AB - IMPORTANCE The optimal timing to operate in patients with asymptomatic severe aortic stenosis (AS) remains controversial. Left ventricular global longitudinal strain (LV GLS) may help to identify patients who might benefit from undergoing earlier aortic valve replacement. OBJECTIVE To investigate the prevalence of impaired LV GLS, the natural course of LV GLS, and its prognostic implications in patients with asymptomatic severe AS with preserved left ventricular ejection fraction (LVEF).

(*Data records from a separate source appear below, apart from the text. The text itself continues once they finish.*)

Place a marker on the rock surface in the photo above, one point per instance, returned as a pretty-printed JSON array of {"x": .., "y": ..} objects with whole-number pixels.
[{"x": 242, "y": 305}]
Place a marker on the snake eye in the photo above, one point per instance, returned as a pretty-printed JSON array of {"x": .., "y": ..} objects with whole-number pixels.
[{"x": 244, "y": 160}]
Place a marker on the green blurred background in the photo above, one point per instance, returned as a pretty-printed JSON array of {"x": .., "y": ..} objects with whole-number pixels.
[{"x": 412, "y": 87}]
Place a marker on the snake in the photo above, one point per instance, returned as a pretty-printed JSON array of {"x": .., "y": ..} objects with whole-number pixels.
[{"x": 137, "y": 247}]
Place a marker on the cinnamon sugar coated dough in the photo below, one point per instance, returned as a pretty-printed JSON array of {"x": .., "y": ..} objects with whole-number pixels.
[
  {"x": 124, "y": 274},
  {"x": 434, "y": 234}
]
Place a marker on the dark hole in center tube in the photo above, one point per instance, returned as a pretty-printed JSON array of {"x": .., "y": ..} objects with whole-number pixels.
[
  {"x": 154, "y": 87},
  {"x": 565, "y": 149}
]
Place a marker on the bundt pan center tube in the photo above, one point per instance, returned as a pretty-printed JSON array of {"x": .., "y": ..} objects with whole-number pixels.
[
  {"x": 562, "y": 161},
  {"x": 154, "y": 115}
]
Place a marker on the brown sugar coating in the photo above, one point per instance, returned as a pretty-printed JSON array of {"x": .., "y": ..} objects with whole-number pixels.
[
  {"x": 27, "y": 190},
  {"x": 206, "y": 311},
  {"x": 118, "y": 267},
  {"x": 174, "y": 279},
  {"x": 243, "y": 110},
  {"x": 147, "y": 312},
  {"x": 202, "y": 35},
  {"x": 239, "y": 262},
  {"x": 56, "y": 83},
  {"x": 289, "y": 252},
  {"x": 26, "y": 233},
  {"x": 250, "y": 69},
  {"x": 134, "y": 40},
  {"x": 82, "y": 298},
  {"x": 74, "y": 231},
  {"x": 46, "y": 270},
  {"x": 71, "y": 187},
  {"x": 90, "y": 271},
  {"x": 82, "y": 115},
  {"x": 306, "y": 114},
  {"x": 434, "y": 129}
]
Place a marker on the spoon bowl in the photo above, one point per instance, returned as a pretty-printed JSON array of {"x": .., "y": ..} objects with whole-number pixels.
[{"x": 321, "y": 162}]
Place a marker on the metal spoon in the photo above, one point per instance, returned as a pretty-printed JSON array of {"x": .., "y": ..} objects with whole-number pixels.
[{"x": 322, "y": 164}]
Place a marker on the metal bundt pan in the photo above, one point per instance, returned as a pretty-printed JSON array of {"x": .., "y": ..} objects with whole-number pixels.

DESIGN, SETTING, AND PARTICIPANTS This registry-based study included the institutional registries of 3 large tertiary referral centers and 220 patients with asymptomatic severe AS and preserved LVEF (>50%) who were matched for age and sex with 220 controls without structural heart disease. The echocardiograms of patients and controls were performed between 1998 and 2017. EXPOSURES Both clinical and echocardiographic data were assessed retrospectively. Severe AS was defined by an indexed aortic valve area less than 0.6 cm2/m2. Left ventricular global longitudinal strain was evaluated on transthoracic echocardiography using speckle tracking imaging. MAIN OUTCOMES AND MEASURES The prevalence of impaired LV GLS, the natural course of LV GLS, and the association of impaired LV GLS with symptom onset and the need for aortic valve intervention. RESULTS Two hundred twenty patients (mean [SD] age, 68 [13] years; 126 men [57%]) were included. Despite comparable LVEF, LV GLS was significantly impaired in patients with asymptomatic severe AS compared with age- and sex-matched controls without AS (mean [SD] LV GLS, -17.9% [2.5%] vs -19.6%[2.1%]; P < .001). After a median follow-up of 12 (interquartile range, 7-23) months, mean (SD) LV GLS significantly deteriorated (-18.0% [2.6%] to -16.3%[2.8%]; P < .001) while LVEF remained unchanged. Patients with impaired LV GLS at baseline (>-18.2%) showed a higher risk for developing symptoms (P = .02) and needing aortic valve intervention (P = .03) at follow-up compared with patients with more preserved LV GLS (≤-18.2%). CONCLUSIONS AND RELEVANCE Subclinicalmyocardial dysfunction that is characterized by impaired LV GLS is often present in patients with asymptomatic severe AS with preserved LVEF. Left ventricular global longitudinal strain further deteriorates over time and impaired LV GLS at baseline is associated with an increased risk for progression to the symptomatic stage and the need for aortic valve intervention.